The customer lockbox takes the current situation one step forward by giving tenant administrators the opportunity to give explicit approval before their data can be accessed by Microsoft. Approval will be sought and granted through the Office 365 Admin Center and will be in place for Exchange Online by the end of 2015 and SharePoint Online in the first quarter of 2016. All access will be captured in records that can be later interrogated by the new Management Activity security service, which provides a REST API to allow developers and third party developers to submit queries about more than 150 different transactions. Initially, the primary sources of the information are Exchange Online, SharePoint Online, and Azure Active Directory. Other sources such as Yammer are likely to be harvested in the future.

In many respects this is the security equivalent the regular Office 365 reporting web service that’s already in use and it’s unsurprising to find that many of the ISVs who exploit the reporting web service for their products have signed up to create new solutions for security and compliance reporting and analysis. It will be interesting to see what the ISVs can do with the data, which I also expect to show up as new (but basic) reports in the Office 365 Admin Center.
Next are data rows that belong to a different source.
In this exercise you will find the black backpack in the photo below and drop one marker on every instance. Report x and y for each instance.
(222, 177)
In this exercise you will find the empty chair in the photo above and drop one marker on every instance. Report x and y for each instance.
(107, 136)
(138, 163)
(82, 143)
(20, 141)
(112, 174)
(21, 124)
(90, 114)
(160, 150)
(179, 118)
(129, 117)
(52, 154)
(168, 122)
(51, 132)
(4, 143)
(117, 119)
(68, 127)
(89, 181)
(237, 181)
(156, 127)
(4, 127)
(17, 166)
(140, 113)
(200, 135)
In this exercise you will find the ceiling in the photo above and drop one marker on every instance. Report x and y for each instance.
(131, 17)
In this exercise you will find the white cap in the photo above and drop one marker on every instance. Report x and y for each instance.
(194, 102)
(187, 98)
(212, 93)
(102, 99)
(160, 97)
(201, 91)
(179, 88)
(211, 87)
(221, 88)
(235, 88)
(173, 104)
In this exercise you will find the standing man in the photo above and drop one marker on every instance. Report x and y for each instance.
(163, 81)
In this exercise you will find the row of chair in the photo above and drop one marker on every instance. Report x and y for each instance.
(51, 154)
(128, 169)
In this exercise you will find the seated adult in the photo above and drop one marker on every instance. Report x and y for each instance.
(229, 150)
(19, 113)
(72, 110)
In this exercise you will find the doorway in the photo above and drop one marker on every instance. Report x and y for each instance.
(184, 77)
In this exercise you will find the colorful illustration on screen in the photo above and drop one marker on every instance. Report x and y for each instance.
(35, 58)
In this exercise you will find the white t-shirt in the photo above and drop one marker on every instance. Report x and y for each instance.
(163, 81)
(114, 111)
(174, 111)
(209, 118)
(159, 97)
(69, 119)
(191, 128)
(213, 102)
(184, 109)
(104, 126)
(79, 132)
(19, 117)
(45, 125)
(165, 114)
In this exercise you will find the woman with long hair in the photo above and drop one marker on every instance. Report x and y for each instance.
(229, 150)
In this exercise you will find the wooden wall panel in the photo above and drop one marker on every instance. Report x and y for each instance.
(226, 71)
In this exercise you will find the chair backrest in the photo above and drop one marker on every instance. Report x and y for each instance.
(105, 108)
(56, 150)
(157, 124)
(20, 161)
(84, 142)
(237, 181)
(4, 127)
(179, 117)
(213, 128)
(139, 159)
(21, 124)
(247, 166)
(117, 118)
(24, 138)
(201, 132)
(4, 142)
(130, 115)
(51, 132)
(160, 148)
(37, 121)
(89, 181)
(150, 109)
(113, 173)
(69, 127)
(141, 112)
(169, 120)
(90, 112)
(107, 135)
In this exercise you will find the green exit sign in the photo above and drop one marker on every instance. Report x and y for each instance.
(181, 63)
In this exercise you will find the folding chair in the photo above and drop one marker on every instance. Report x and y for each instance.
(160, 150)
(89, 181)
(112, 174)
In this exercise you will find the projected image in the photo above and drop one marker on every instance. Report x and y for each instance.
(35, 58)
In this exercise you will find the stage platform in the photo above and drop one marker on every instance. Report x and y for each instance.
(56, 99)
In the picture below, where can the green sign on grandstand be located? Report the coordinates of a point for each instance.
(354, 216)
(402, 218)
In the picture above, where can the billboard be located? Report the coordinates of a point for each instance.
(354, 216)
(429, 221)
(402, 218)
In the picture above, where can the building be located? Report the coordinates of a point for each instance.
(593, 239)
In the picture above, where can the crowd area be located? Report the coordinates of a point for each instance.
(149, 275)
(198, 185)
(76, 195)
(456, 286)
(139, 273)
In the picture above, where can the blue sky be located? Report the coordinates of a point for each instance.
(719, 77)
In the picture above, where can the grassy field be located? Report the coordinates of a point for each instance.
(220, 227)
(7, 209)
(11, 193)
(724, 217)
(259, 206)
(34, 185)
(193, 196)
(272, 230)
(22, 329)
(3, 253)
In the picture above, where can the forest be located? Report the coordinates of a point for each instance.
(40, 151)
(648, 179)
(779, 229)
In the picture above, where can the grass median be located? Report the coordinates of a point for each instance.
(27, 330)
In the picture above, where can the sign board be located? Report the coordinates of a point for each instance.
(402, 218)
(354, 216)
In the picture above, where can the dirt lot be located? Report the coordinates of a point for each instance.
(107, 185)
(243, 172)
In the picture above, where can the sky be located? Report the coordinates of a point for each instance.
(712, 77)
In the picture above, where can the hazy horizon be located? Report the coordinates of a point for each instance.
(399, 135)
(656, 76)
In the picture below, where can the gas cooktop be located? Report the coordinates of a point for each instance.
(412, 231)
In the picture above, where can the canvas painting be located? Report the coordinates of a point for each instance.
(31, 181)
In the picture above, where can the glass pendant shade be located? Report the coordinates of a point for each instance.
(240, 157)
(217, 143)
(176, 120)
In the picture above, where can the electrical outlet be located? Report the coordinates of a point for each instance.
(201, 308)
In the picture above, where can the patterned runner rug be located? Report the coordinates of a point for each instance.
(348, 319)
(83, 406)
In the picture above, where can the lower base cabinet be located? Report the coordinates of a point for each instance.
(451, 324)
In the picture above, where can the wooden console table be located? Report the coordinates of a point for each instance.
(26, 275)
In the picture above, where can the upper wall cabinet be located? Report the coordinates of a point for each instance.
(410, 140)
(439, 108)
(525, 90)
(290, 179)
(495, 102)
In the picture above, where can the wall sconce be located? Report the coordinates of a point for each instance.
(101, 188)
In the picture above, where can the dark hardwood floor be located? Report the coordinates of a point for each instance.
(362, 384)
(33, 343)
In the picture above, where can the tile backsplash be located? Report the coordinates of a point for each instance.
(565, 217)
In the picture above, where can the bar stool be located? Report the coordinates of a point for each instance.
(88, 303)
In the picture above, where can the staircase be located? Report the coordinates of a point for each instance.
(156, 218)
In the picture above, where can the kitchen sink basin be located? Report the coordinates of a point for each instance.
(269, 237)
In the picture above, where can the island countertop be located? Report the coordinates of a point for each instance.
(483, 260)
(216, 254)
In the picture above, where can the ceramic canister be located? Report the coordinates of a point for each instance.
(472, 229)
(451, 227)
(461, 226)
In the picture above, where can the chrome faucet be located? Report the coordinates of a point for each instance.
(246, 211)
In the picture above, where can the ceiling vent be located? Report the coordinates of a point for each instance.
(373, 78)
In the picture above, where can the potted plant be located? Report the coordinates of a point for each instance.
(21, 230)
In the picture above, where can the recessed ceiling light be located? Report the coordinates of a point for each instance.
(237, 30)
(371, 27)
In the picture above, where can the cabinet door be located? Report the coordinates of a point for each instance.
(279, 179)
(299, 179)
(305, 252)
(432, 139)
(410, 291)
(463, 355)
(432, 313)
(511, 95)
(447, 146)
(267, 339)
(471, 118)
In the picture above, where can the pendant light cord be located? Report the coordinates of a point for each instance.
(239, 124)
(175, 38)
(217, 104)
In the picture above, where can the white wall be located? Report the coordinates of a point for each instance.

The third announcement covers advanced encryption for email stored within Office 365. As described in the recent series by Nathan O’Bryan, Exchange Online already makes use of a wide range of encryption technologies, but the difference here is that the databases holding the email at rest will be secured using the same kind of technology already employed for per-file encryption in SharePoint Online. Interestingly, Microsoft plans to allow customers to generate and control their own encryption keys from 2016, adding a further layer of isolation between the owners of the data and those who manage the data in the cloud.

All of this is good stuff, even if we will have to wait to see it in action. But the laws of the conference season have been satisfied by the announcement, so that’s just fine. And if you get to Ignite and want more information, the "Office 365 Security and Control" session at 1:30PM on Monday seems like the place to be.